There was only one reason why worry ever crossed Bess’s face, and that was if she believed she’d hurt another. Matilda did hurt, but not because her friend had remarked on her husband. She hurt because he was gone.
‘Forgive me.’ Bess clapped her hands to her cheeks. ‘I keep forgetting.’
Matilda saw Bess’s dismayed face and felt her own emotions turn inside her again. She was familiar with it. Grief that she hadn’t dared release.
‘There is nothing to forgive,’ Matilda said. ‘It’s been barely two full moons.’

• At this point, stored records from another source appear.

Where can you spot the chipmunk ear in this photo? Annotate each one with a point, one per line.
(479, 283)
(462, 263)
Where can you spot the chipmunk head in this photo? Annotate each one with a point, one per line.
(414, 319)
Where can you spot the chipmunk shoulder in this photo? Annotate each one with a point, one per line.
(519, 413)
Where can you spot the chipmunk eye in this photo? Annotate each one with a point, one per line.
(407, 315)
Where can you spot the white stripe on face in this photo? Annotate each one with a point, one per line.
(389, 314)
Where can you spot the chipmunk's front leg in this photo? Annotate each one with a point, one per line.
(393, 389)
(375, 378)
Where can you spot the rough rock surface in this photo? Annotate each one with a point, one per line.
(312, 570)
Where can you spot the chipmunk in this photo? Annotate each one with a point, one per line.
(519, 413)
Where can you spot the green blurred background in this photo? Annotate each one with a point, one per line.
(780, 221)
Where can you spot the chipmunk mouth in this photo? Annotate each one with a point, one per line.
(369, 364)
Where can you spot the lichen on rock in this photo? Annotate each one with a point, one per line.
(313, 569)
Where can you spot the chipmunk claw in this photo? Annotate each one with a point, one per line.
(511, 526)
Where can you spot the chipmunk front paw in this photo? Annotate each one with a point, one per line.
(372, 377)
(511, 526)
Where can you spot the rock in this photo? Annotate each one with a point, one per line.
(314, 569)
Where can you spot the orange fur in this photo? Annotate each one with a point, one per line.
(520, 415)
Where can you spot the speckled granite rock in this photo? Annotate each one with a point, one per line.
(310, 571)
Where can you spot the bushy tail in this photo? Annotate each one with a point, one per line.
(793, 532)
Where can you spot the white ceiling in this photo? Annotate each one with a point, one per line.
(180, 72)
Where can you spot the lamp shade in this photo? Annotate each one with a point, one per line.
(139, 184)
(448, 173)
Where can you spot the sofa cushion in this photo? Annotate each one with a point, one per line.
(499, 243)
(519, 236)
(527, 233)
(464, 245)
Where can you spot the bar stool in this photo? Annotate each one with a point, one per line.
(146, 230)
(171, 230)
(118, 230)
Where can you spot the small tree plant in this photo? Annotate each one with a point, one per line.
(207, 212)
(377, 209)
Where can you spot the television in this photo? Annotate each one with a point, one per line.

She’d hurt more if no one mentioned Roger at all. That man, her childhood friend and her husband, deserved to be remembered. He had certainly deserved more than her as a wife. But there was no wishing for that now.
Bess exhaled and shook her head. ‘I’ve made it worse.’
Only for a moment. The least Matilda could do, was give her daughter her father’s even temperament. To that end, she was determined her daughter would know no sorrow, and that included her mother’s.